In deze zaak heeft eiseres beroep ingesteld tegen het niet tijdig beslissen door de Raad van bestuur van het Uitvoeringsinstituut werknemersverzekeringen op haar bezwaar tegen een eerder besluit. Eiseres had op 30 november en 30 december 2022 bezwaar gemaakt tegen een besluit van 31 oktober 2022, maar het bestuursorgaan heeft hierop niet tijdig gereageerd. De rechtbank heeft vastgesteld dat de ingebrekestelling door verweerder op 23 mei 2023 is ontvangen, waarna de wettelijke termijn van twee weken is verstreken zonder dat er een beslissing is genomen.
De rechtbank heeft geoordeeld dat, gezien het feit dat verweerder te laat heeft beslist, er een dwangsom moet worden opgelegd. De dwangsom is vastgesteld op € 1.442,- door verweerder op 19 september 2023. De rechtbank heeft verweerder opgedragen om binnen vier weken na de uitspraak alsnog een beslissing te nemen, met een dwangsom van € 100,- per dag voor elke dag dat deze termijn wordt overschreden, tot een maximum van € 15.000,-.

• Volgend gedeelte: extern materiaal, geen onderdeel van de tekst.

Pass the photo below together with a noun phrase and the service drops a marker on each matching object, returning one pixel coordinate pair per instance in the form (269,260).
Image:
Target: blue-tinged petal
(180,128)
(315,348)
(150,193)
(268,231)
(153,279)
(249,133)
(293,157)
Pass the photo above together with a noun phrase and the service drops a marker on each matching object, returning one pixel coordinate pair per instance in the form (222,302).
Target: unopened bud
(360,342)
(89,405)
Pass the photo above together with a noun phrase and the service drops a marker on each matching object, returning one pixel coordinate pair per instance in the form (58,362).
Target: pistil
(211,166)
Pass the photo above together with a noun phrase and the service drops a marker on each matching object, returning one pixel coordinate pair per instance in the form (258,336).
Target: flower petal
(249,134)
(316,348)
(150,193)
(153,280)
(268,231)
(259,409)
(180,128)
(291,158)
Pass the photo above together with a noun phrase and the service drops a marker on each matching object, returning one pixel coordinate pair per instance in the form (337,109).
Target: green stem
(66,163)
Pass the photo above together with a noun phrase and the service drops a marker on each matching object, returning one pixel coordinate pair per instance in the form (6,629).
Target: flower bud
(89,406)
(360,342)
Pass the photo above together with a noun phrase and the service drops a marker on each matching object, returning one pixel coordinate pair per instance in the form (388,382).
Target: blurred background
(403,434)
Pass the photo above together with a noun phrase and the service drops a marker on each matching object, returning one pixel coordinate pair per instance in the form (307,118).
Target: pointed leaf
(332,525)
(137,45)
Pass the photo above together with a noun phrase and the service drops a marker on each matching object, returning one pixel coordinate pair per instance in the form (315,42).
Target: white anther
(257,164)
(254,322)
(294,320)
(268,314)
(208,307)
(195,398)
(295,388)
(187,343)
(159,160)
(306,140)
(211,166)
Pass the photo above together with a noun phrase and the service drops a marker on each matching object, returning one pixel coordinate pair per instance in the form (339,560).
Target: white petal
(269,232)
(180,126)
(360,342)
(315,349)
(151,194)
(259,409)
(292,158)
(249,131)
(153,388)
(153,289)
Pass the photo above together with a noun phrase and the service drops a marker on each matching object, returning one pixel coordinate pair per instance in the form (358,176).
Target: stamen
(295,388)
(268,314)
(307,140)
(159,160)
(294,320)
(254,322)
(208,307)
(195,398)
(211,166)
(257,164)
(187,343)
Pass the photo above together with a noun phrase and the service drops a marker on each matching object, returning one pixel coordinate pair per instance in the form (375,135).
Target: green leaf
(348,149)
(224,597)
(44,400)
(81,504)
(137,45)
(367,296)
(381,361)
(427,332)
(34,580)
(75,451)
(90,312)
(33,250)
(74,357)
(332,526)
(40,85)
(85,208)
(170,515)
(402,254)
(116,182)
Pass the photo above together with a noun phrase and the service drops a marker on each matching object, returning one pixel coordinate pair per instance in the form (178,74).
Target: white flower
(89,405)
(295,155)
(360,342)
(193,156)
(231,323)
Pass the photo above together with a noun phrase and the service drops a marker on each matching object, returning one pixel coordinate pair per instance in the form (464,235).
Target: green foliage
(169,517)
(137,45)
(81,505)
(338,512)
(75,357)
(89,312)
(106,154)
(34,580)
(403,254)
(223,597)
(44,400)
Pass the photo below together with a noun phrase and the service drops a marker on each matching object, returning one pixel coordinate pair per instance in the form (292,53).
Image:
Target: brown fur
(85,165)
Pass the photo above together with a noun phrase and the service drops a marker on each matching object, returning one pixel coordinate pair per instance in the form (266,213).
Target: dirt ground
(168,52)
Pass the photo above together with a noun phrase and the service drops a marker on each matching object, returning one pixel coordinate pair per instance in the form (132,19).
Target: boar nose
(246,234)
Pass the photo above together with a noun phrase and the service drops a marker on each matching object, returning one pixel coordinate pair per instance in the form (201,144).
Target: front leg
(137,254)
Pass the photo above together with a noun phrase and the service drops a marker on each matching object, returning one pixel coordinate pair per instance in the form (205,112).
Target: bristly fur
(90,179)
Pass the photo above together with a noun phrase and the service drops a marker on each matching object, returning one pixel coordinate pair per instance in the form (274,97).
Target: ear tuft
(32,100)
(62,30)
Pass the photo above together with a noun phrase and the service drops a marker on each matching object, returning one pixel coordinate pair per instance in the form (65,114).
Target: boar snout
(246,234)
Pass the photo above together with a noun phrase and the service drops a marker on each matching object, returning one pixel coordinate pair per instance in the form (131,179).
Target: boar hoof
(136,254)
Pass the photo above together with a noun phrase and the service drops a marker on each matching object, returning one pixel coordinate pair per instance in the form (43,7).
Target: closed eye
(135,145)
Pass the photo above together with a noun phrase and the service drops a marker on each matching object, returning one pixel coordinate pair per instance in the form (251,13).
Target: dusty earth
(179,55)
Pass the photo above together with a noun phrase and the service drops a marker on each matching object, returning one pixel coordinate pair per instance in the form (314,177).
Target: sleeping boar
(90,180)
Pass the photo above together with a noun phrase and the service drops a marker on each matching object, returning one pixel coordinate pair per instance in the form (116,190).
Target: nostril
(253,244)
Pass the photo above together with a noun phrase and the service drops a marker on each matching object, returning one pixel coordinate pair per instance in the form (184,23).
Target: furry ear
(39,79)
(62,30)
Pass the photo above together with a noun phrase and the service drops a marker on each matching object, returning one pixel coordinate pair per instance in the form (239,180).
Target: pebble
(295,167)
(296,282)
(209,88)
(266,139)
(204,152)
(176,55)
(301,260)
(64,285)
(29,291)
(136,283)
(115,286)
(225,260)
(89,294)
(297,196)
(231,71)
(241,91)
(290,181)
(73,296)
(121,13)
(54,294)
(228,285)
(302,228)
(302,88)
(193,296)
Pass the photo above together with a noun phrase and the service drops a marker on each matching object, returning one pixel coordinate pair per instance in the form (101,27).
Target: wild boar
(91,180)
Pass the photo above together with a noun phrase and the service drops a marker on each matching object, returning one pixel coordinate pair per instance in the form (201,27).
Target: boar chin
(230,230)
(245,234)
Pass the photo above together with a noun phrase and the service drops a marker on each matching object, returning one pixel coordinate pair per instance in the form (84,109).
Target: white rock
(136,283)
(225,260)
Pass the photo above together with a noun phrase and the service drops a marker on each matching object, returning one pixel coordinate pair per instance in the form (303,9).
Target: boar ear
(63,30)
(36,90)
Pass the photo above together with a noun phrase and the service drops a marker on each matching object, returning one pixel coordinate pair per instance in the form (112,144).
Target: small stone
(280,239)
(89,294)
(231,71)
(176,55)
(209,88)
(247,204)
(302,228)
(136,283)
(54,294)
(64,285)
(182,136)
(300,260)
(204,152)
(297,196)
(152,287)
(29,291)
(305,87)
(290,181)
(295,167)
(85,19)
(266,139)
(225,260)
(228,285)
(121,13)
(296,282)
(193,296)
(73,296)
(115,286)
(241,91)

Daarnaast heeft de rechtbank het beroep gegrond verklaard en verweerder veroordeeld tot betaling van de proceskosten aan eiseres, die zijn vastgesteld op € 209,25. Ook moet verweerder het griffierecht aan eiseres vergoeden. De uitspraak is gedaan door rechter S.C.A. van Kuijeren en is openbaar uitgesproken op 13 oktober 2023.